Keywords

1 Introduction

A cochlear implant (CI) has an electrode array (EA) that is surgically inserted into the cochlea to stimulate the auditory nerves and treat patients with severe-to-profound sensorineural hearing loss. Although CIs have achieved great success, hearing outcomes among recipients vary significantly [1, 2]. Recent studies have shown that factors related to electrode positioning impact on audiological outcomes [3, 4]. These studies require knowing the precise electrode locations, which can be obtained by postoperative CT imaging. Another clinical application that requires precise electrode locations is image-guided cochlear implant programming [5]. After surgical implantation, the CI needs to be programmed such that an optimized frequency mapping [24] can be determined for each patient. Knowledge about the spatial relationship between the electrodes and the intracochlear anatomy permits to generate programming solutions which have been shown to significantly improve the hearing outcomes for both adult and pediatric CI recipients [6, 7].

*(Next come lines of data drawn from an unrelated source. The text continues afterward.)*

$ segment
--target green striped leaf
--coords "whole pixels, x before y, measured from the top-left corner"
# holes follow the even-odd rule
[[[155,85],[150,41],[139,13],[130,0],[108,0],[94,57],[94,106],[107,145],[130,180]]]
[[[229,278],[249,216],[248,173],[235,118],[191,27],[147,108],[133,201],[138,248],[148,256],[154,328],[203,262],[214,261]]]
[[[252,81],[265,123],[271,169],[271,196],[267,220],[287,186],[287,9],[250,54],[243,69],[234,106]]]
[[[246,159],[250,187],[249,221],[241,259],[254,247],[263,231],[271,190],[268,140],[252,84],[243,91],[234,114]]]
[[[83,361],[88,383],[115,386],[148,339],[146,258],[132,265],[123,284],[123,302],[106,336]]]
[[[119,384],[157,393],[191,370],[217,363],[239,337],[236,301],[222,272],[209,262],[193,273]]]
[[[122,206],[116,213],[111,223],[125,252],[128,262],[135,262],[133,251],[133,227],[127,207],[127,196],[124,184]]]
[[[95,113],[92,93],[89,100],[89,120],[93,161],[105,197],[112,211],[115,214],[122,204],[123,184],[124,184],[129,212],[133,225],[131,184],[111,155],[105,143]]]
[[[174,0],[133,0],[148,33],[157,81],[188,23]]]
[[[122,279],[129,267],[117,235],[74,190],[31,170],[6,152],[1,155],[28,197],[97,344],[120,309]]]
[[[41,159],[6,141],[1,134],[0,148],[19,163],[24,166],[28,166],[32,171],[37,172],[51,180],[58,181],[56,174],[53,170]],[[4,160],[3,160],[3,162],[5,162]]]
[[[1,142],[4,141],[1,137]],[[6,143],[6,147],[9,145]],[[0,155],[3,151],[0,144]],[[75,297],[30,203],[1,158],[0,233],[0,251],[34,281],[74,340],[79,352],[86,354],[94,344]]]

To facilitate the EA localization process, automated methods have been proposed by several groups. In [8] EAs are categorized as closely-spaced and distantly-spaced. EAs with an interelectrode spacing such that the intensity contrast between electrodes cannot be distinguished are considered closely-spaced, while the opposite applies to distantly-spaced EAs. Note that a given EA model could be categorized as closely-spaced or distantly-spaced, depending on the image resolution. For example, some closely-spaced EAs included in [8] could be considered distantly-spaced in some images acquired at very high resolution (0.08mm isotropic) as in [9]. For algorithms localizing closely-spaced EAs, extracting the centerline of an EA is often an important step [8, 10, 11]. It is achieved by either using intensity-based features only [11] or combining both intensity-based and EA shape-based features [8]. For localizing distantly-spaced EAs, hand-crafted feature extractors are utilized to detect individual blobs [9, 12,13,14]. To link the electrode candidates in the correct order and remove false positive candidates, graph-based path-finding algorithms [12] or Markov random field models [14] have been proposed. While there has been an emergence of methods based on deep learning (DL) recently [15,16,17], they cannot be viewed as a complete solution to the automatic EA localization problem because the networks are only trained and validated on one type of EA model [17] or cannot order/link the detected electrodes to form a complete array [15, 16].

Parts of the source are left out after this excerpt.